PHASES OF THE COLLECTION 

Pre-Collection Phase Activities

In this phase of the collection, LEAs will begin to prepare to submit data for the CRDC. One of the first steps is for LEAs to update and verify their Advance Website (AWS) profiles, which contain contact information and a list of schools. After the AWS task, LEAs will begin to collect their LEA and school level data for the 2015-16 school year.

The AWS (Please note the AWS was open between August 29, 2016 and October 19, 2016, and is now closed) o During the pre-collection phase, LEAs update their profiles in the AWS. It is essential that each

LEA provide/verify their LEA profile information, including contact personnel and school

identification.
o The CRDC AWS is not the actual CRDC submission system, but it is a critical preparation step that

is required of every LEA. The AWS is separate from the survey, follows a different schedule than the data collection, and is also located on a different website from where the data will be submitted.

o Each LEA receives notification with a username (LEA ID) and password to log in to the AWS. In this portal, LEAs are instructed to update their contacts and school list.

o It is extremely important that all information is current and correct.
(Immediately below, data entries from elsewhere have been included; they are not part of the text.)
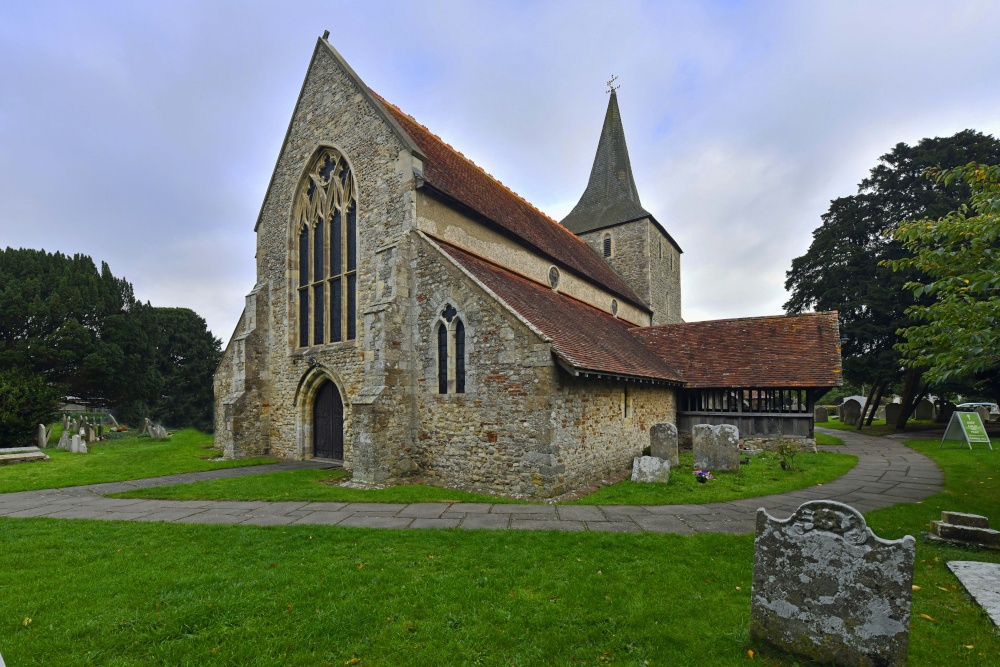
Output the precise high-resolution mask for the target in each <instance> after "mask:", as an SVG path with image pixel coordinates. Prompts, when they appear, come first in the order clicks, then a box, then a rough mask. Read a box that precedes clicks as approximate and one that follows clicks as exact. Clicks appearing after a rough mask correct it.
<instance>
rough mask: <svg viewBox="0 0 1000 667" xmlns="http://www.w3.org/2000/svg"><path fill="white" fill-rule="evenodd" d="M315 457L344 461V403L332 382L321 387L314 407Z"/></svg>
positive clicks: (313, 454)
mask: <svg viewBox="0 0 1000 667" xmlns="http://www.w3.org/2000/svg"><path fill="white" fill-rule="evenodd" d="M313 456H315V457H317V458H323V459H336V460H338V461H342V460H343V459H344V403H343V401H342V400H341V399H340V392H339V391H337V386H336V385H335V384H333V383H332V382H327V383H326V384H324V385H323V386H322V387H320V390H319V393H318V394H316V404H315V405H314V406H313Z"/></svg>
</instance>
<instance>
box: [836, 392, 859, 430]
mask: <svg viewBox="0 0 1000 667" xmlns="http://www.w3.org/2000/svg"><path fill="white" fill-rule="evenodd" d="M859 419H861V404H860V403H858V402H857V401H855V400H854V399H853V398H849V399H847V400H846V401H844V404H843V405H842V406H840V421H842V422H844V423H845V424H847V425H848V426H856V425H857V423H858V420H859Z"/></svg>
The users listed will receive all information regarding the CRDC, and the schools listed will be expected to be reported by the LEA. If your LEA has NOT VERIFIED its user contact information and school list in the AWS, then please contact the CRDC Partner Support Center (PSC) as soon as possible. PSC contact information is listed below in the contact support section of this guide.

o During the pre-collection phase, LEAs should begin collaborating with their State Educational Agency (SEA). It is important that LEAs know the role of their SEAs, and to what extent their SEA will be involved in their submission process.

Planning and Preparation

o All data elements and questions can be found in the LEA form and all schools form (located on the CRDC Resource Center website: crdc.grads360.org). To prepare for the collection, LEAs should review all elements and identify their local data source.
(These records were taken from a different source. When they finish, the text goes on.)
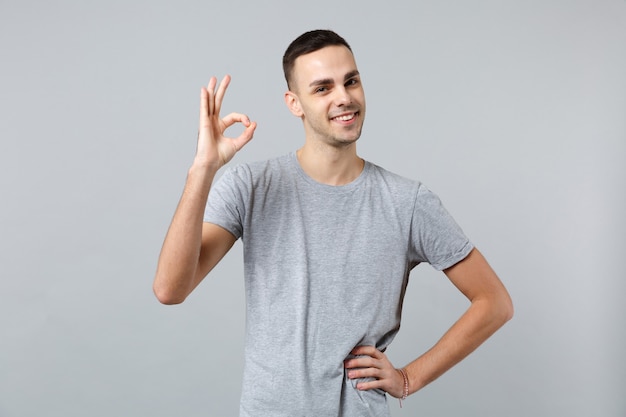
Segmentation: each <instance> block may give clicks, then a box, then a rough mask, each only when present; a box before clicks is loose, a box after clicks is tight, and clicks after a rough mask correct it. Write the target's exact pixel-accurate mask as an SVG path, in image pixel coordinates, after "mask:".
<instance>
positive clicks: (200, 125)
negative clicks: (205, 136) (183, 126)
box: [199, 87, 209, 129]
mask: <svg viewBox="0 0 626 417" xmlns="http://www.w3.org/2000/svg"><path fill="white" fill-rule="evenodd" d="M208 95H209V93H208V92H207V91H206V88H204V87H202V88H201V89H200V127H199V128H200V129H202V128H203V127H204V126H205V125H206V122H207V118H208V115H209V98H208Z"/></svg>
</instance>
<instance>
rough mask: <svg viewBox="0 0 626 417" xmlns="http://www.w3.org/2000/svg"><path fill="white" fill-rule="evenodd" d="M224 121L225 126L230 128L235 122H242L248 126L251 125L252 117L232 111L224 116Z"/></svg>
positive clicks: (222, 122) (227, 127) (223, 120)
mask: <svg viewBox="0 0 626 417" xmlns="http://www.w3.org/2000/svg"><path fill="white" fill-rule="evenodd" d="M222 123H223V124H224V128H229V127H231V126H232V125H234V124H235V123H241V124H243V125H244V126H245V127H248V126H250V118H249V117H248V116H246V115H245V114H242V113H230V114H229V115H227V116H224V117H223V118H222Z"/></svg>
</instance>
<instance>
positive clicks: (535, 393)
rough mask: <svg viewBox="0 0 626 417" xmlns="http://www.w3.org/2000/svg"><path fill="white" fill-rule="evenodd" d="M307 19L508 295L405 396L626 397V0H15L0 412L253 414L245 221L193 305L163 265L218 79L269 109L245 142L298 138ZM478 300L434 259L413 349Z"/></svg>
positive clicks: (3, 21) (368, 116) (257, 151)
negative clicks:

o LEAs should utilize the pre-collection tools located on the CRDC Resource Center website to assist them with their preparation. Please find brief descriptions of the pre-collection tools below:

  • CRDC All Schools Form- This document is designed for School-Level data elements and includes all of the instructions and definitions needed in order to collect the correct data for each question.
  • CRDC LEA Form- This document is designed for LEA-Level data elements and includes all of the instructions and definitions to correctly collect the data for each question.
  • CRDC LEA-Level Table Layout- This document is specifically designed for LEA-Level data elements and includes the corresponding table layouts for those elements.
  • CRDC School-Level Table Layout - This document is specifically designed for School-Level data elements and includes the corresponding table layouts for those elements.
  • Excel Template Instructions – A list of instructions based on how to complete the LEA Form template and the All Schools Form Template.
  • Excel Template LEA Form – This document is a resource for LEAs to input their LEA- specific data.
  • Excel Template School Form – LEAs can use this document to enter school-specific information and has ten (10) columns for entering data for up to 10 schools. (Please note than an LEA with more than 10 schools has the opportunity to use additional template documents to accommodate their needs—there is no limit to the number of templates an LEA may use).
  • List of Elements (Flat File Specifications) – This is an Excel document that contains the complete list of the 2015-16 CRDC data elements that LEAs are required to submit. The Flat File Specifications assist LEAs in formatting their CSV file for submission.
  • Flat File Submission Instructions – This document contains a list of instructions that describe how LEAs use the Flat File Submission option and a list of parameters for each 2015-16 data element.

Please note that links to the documents described above can be found in the Resource Center Document Guide section of this document.